Last winter It cost me $6 a bale to grind some pretty good hay but once it got into the rough hay it was over $12 a bale. Doing the math I'm money ahead to sell the rough hay to the feed lot and buy back top quality hay for $15 a bale more. Once you grind that poor hay you have to spend $6 to $10 a bale doctoring it up for them to eat it. I made a decision this year to buy 2nd cut alfalfa they basically shake apart and work fine in my tmr wagon $100 a ton with a 1/2 mile haul.Skip the grinder all together.
 
When grinding hay, you are making it more palatable, easier to eat, but the nutrition in it stays the same. With all the conversation on this topic, remember that supplementing and substituting are two entirely different things.

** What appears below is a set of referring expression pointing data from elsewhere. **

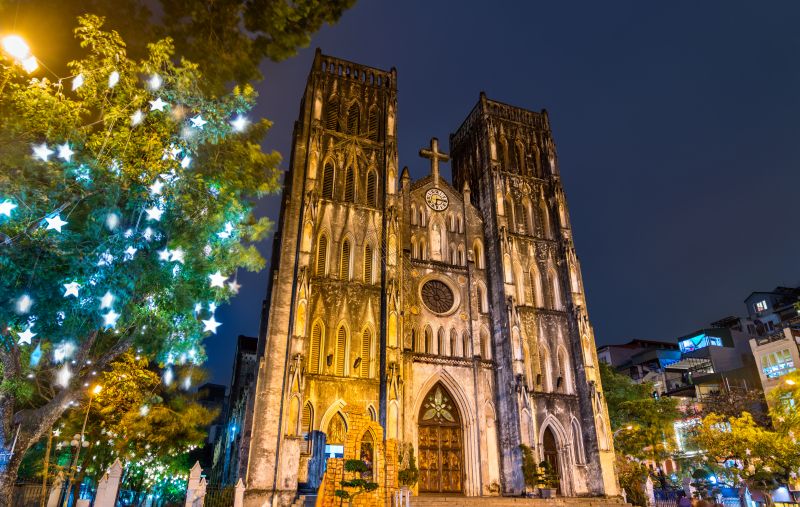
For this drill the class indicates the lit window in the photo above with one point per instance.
(777, 364)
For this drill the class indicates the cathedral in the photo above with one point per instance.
(449, 314)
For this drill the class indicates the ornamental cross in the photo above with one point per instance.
(435, 155)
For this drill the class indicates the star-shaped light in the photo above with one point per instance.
(240, 123)
(156, 187)
(65, 152)
(24, 303)
(157, 105)
(177, 255)
(198, 121)
(107, 300)
(72, 289)
(26, 336)
(42, 152)
(155, 82)
(217, 280)
(154, 213)
(77, 82)
(211, 325)
(137, 117)
(110, 319)
(55, 223)
(6, 207)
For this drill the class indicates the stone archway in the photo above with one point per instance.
(441, 443)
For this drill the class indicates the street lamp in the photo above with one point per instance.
(78, 442)
(18, 49)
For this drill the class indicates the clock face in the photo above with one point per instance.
(436, 199)
(437, 296)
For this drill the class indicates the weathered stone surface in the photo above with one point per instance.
(451, 317)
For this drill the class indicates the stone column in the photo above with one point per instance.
(108, 486)
(238, 494)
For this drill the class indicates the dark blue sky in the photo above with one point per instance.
(677, 126)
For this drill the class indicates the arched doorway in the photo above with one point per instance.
(550, 450)
(440, 443)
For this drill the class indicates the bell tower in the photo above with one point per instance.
(542, 341)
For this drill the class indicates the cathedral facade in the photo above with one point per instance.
(451, 313)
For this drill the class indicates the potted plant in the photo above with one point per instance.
(357, 485)
(409, 473)
(549, 480)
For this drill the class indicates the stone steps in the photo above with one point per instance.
(454, 501)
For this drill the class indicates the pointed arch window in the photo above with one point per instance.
(349, 185)
(307, 421)
(372, 189)
(341, 351)
(366, 352)
(344, 261)
(368, 264)
(327, 181)
(314, 347)
(332, 113)
(428, 345)
(353, 119)
(322, 255)
(373, 124)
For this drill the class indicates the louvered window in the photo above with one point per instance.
(372, 192)
(322, 255)
(314, 347)
(332, 114)
(368, 264)
(353, 120)
(349, 186)
(366, 347)
(327, 182)
(373, 124)
(341, 342)
(344, 262)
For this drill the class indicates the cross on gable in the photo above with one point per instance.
(435, 156)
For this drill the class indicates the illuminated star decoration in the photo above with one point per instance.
(137, 117)
(42, 152)
(55, 223)
(72, 289)
(157, 105)
(240, 123)
(154, 213)
(107, 300)
(234, 286)
(198, 121)
(77, 82)
(25, 336)
(110, 319)
(211, 325)
(6, 207)
(217, 280)
(65, 152)
(157, 187)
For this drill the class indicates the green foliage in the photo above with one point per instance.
(409, 473)
(102, 193)
(229, 39)
(357, 485)
(643, 424)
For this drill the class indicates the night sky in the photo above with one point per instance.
(677, 126)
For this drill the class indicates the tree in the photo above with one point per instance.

I agree with Denny on the $100/ton alfalfa hay being a 'best buy'. Years ago I saved an article on Cost of crude protein article in the Western Beef Producer. They compared the cost of different protein sources. The cheapest source of protein was alfalfa hay at $100/ton. That was back when the other protein sources were much cheaper than they are today. Yet, at that time, if you told a producer to buy alfalfa hay at $100/ton, you would have met with a lot of resistance.